Con los trazos justos, pero sin negarnos ninguna mirada o detalle que nos ayude a entender, Schwentke nos coloca frente a ese tránsito vital de un muchacho casi adolescente que pasa de sufrir la violencia en su peor cara a ejercerla a mansalva, humillando y valiéndose de inocentes. Los propios responsables del ejército nazi a quienes logra engañar sobre su supuesta influencia -dice actuar por orden directa de Hitler- no dan crédito, en ocasiones, a su total desprecio de la medida, del respeto a una cierta justicia básica. Y parece que hay quien, aún dudando del joven terrible, se aprovecha de sus palabras para sentirse respaldado en sus bajas pasiones y actuar sin reparo contra pobres ladrones de gallinas por hambre. Como lo fue el capitán antes de encontrar el traje que lo convirtió en demonio.

El enorme acierto del director, que es también el eje de la película y la causa de que nos quite el aliento incluso en su desenlace, que podría aliviarnos pero no lo hace, es la humanización de este capitán deshumanizado. Antes de convertirse en una bestia con forma de hombre, este veinteañero era un tipo común, mediocre, castigado por la vida y por sus superiores: nos encontramos ante un cualquiera que, en unas circunstancias, violentísimas, muy determinadas, y sin que medie voluntad ni conciencia, se hace monstruo. Cada paso que da y cada palabra que dice desde que se pone el uniforme ajeno nos merece asco, pero hacia él (hacia todas sus carencias interiores) no podemos experimentar sino lástima. Y la sensación siempre inquietante de que, por esa misma mediocridad que le es muy suya, por ser un absoluto don nadie, ninguno de nosotros  podemos ponernos en su lugar y afirmar con rotundidad que hubiéramos mantenido la cordura. El hundimiento ya generó mucho escepticismo, y controversia, por convertir al gran dictador en persona, mísera, terrible y enajenada, pero no por eso menos persona. Schwentke hace aquí algo parecido con este pequeño Führer: recordarnos que el ser y comportarse como humano apareja la posibilidad de la maravilla y del espanto.

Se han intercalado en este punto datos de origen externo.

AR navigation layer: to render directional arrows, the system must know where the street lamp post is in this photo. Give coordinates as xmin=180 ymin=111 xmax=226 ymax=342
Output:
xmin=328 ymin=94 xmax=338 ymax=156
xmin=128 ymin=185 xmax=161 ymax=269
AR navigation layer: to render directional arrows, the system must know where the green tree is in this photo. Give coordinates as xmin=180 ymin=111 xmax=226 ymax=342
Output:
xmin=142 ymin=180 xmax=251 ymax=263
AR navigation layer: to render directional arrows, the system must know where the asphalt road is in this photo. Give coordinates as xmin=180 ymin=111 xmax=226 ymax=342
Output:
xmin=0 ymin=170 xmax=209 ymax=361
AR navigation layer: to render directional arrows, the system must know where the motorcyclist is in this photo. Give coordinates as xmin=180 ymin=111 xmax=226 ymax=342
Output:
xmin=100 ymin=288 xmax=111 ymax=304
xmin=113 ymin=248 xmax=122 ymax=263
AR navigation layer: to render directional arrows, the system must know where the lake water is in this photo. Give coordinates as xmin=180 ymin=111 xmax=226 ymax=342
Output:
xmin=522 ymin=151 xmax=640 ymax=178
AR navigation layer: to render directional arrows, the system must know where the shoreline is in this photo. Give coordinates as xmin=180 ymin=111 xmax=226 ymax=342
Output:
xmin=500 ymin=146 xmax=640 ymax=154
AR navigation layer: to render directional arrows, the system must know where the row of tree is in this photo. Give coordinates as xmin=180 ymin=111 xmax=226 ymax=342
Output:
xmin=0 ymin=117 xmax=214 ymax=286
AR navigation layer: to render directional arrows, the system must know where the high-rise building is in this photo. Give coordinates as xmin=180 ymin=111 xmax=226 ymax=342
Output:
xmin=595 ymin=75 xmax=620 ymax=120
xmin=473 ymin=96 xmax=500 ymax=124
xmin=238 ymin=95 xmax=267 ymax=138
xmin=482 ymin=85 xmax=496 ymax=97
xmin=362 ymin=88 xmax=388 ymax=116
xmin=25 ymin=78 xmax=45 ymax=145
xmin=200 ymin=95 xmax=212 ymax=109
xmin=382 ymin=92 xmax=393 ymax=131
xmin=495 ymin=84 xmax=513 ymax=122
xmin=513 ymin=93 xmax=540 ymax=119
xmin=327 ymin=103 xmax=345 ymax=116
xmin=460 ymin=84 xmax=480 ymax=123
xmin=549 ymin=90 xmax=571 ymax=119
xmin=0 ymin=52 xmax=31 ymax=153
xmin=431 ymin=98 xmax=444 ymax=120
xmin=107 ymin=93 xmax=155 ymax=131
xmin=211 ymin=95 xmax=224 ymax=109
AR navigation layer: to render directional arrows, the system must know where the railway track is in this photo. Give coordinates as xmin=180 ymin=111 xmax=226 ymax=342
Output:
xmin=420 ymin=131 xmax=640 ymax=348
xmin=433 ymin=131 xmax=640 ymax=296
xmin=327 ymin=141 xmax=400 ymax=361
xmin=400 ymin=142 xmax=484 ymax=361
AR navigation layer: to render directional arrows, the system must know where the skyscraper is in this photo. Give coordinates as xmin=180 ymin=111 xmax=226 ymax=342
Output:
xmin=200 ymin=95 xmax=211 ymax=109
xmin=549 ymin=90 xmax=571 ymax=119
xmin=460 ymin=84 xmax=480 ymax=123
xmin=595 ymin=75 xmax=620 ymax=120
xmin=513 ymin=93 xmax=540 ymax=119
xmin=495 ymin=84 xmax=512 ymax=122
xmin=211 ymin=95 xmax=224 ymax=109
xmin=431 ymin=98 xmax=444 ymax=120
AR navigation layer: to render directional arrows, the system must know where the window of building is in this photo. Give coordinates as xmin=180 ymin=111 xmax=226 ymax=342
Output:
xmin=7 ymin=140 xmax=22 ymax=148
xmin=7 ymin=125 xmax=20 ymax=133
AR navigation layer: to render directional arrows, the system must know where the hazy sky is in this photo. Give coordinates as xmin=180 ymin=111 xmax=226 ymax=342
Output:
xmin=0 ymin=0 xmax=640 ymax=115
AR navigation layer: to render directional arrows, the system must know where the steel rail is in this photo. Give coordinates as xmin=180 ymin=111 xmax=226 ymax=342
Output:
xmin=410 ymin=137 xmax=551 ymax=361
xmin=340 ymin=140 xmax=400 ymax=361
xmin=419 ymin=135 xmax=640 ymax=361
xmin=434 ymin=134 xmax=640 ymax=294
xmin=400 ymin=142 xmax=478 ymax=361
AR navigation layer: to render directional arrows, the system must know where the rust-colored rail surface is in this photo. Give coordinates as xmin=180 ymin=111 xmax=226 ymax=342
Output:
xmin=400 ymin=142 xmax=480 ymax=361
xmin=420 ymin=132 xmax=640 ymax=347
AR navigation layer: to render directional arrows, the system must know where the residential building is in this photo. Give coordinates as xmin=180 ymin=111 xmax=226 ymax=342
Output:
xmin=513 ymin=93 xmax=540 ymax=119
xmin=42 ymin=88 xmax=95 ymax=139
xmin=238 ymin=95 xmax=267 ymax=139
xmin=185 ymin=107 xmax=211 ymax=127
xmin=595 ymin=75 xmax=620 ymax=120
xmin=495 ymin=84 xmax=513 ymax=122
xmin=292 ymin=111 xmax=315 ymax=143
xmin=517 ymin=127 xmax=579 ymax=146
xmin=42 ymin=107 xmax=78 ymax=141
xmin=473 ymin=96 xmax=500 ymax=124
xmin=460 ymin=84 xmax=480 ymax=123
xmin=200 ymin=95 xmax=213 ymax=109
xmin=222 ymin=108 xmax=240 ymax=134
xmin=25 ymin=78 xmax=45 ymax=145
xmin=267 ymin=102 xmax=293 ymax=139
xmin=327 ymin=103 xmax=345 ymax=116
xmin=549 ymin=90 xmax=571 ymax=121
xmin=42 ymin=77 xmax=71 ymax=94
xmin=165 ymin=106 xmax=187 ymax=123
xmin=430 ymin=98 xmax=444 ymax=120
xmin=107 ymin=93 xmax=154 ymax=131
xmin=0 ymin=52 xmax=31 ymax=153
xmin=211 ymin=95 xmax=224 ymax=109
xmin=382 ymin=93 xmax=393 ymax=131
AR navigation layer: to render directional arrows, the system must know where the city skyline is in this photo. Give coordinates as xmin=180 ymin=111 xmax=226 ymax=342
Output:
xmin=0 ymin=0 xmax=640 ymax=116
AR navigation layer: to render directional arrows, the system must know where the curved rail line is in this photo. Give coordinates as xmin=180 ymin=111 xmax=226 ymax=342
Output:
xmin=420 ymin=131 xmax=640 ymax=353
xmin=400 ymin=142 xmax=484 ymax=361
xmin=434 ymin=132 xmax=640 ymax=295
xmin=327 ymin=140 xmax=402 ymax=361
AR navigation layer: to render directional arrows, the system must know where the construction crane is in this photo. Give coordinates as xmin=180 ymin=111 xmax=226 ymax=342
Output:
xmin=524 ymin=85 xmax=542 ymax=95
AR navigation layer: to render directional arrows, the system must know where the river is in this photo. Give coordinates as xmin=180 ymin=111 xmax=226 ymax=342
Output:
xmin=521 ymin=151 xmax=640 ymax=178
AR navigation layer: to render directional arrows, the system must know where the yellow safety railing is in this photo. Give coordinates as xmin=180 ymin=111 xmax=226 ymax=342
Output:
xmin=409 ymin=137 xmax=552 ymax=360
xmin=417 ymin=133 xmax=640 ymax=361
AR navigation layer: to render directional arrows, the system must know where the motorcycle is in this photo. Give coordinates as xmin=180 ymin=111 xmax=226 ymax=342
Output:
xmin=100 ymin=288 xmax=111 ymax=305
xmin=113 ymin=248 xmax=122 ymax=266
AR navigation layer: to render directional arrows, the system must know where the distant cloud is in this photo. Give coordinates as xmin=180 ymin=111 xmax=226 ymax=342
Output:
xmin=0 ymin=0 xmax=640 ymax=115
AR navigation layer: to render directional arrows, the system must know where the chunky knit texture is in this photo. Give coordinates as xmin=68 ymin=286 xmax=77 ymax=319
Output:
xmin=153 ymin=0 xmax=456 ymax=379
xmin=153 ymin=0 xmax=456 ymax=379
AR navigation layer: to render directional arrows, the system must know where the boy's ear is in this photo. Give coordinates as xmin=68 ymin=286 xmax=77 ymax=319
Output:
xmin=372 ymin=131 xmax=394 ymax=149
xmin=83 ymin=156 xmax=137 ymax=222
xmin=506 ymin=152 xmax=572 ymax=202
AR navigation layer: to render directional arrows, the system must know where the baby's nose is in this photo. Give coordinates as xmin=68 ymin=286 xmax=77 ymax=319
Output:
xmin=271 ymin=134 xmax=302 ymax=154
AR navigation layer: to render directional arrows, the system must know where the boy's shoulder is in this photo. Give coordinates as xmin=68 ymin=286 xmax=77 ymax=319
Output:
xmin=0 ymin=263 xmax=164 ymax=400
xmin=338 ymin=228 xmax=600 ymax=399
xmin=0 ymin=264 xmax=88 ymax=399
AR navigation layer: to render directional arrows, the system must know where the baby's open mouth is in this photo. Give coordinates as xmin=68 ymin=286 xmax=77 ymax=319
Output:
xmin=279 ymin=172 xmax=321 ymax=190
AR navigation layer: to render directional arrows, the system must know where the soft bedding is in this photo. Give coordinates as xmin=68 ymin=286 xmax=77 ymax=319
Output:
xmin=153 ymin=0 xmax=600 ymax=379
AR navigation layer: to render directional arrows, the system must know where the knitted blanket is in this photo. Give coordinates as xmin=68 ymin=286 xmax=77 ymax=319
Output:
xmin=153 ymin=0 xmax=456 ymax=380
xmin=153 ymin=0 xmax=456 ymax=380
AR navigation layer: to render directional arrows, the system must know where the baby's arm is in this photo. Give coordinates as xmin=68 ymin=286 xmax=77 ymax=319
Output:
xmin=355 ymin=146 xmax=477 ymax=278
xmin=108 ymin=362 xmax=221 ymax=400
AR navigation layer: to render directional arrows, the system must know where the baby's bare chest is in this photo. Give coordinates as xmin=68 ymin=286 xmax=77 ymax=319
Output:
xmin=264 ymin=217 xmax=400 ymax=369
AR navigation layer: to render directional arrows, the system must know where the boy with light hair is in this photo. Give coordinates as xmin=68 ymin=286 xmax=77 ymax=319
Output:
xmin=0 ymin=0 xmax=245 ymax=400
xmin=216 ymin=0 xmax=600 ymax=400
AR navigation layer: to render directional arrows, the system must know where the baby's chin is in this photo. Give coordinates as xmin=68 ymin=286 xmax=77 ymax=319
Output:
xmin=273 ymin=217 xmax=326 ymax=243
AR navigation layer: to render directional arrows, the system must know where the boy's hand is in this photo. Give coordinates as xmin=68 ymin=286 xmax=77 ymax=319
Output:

Llama también la atención el director sobre la facilidad de que las llamas prendan: de que la degradación se extienda sin razón aparente entre quienes rodean al corrompido, personas que quizá pensaran que, llegado el momento, podrían poner coto al odio tras dejar que se desatara. O a las humillaciones, las infligidas y las que ellos mismos podían soportar: casi nadie en el entorno del capitán desquiciado fue capaz de mantener su integridad en medio de ese fango, como el mismo protagonista tampoco pudo escapar a la guerra y a la honda pérdida de importancia de la vida mientras duran las batallas. En la medida en que gana la muerte lo hace la impunidad y pierde el sentido de culpa, el autoexamen.

Aunque la película se desarrolle al completo en blanco y negro, no es este un rasgo que le de aroma clásico: es de una enorme modernidad la contundencia en los planteamientos y en la forma de contarlos, sin piedad hacia el horror que llevamos dentro dispuesto a salir a la luz llegado el momento. Los planos, además, se suceden de forma brusca, sin dar pie a transiciones ni sosiego entre unos y otros episodios violentos.